# España, su mercado laboral y emigrantes (cirugía de otro tema)



## retrofit (Dic 11, 2011)

*electroduende ha dicho...*
En España hemos alcanzado un estado realmente igualitario, al aficionado, al técnico y al ingeniero, se les valora y se les paga exactamente lo mismo que en general suele ser una mierda.
Lo próximo los “mini-jobs”, así que nos pagarán una mini-mierda.
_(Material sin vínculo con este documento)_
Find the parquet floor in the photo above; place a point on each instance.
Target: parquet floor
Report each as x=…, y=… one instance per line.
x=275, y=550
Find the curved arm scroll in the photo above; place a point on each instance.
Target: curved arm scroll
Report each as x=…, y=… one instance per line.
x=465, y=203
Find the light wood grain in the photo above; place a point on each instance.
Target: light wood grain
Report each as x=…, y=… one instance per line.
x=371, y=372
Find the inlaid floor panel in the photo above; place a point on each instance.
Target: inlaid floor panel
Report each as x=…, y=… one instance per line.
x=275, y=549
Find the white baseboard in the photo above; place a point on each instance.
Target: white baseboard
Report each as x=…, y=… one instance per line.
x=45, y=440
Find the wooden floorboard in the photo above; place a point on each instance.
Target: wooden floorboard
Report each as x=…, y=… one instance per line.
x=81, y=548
Como esto siga así vais a tener que mandarnos unos cuantos barcos de trigo, (y no sería la primera vez), o ir haciendo hueco a unos cuantos miles de “gallegos”.

Saludos desde la madre patria... (vieja y puta, sí, pero madre al fin y al cabo)[/QUOTE]

Te doy toda la razón y estamos solo en el principio.
En la empresa donde trabajo soy Representante Sindical, y en la reuniones con la Empresa, la dirección, sin rubor, nos comunica que la nuevas contrataciones serán a salario mínimo ya que por el precio que antes pagaban a un Ingeniero ahora contratan a dos o tres y lo jodido es que es cierto.
Yo llevo muchos años en la Empresa y mi sueldo de la media alta de los compañeros.
Por ley, la Empresa nos tiene que dar, al Comité,  copia de los Contratos Laborales de los nuevos trabajadores, yo alucino cuando veo los bajos salarios que llegan a cobrar Licenciados y con dominio de algún Idioma, pero el mercado laboral se ha puesto así y peor que se va a poner.
Lo de emigrar  pues no lo descarto y estoy pensando irme de la Empresa y perderme por las Américas ya que, por razones de trabajo, he visitdo varios países tanto de Sud América como de Centro América  y lo que yo conocí fue muy grato sobre todo por el trato con sus gentes.

Saludos.


----------



## fernandob (Dic 11, 2011)

emigrar a sud america ???? 
supongo que sera por los paisajes y no buscando contratos jugosos a jovenes que se inician en el trabajo.

por que la historia que cuentas no es solo algo que ocurre en tu pais .


----------



## el-rey-julien (Dic 11, 2011)

no ay mas trigo ,ademas


----------



## fernandob (Dic 11, 2011)

y nos estan enseñando a odiar a los extranjeros, y a robar , y a solo trabajar en el campo.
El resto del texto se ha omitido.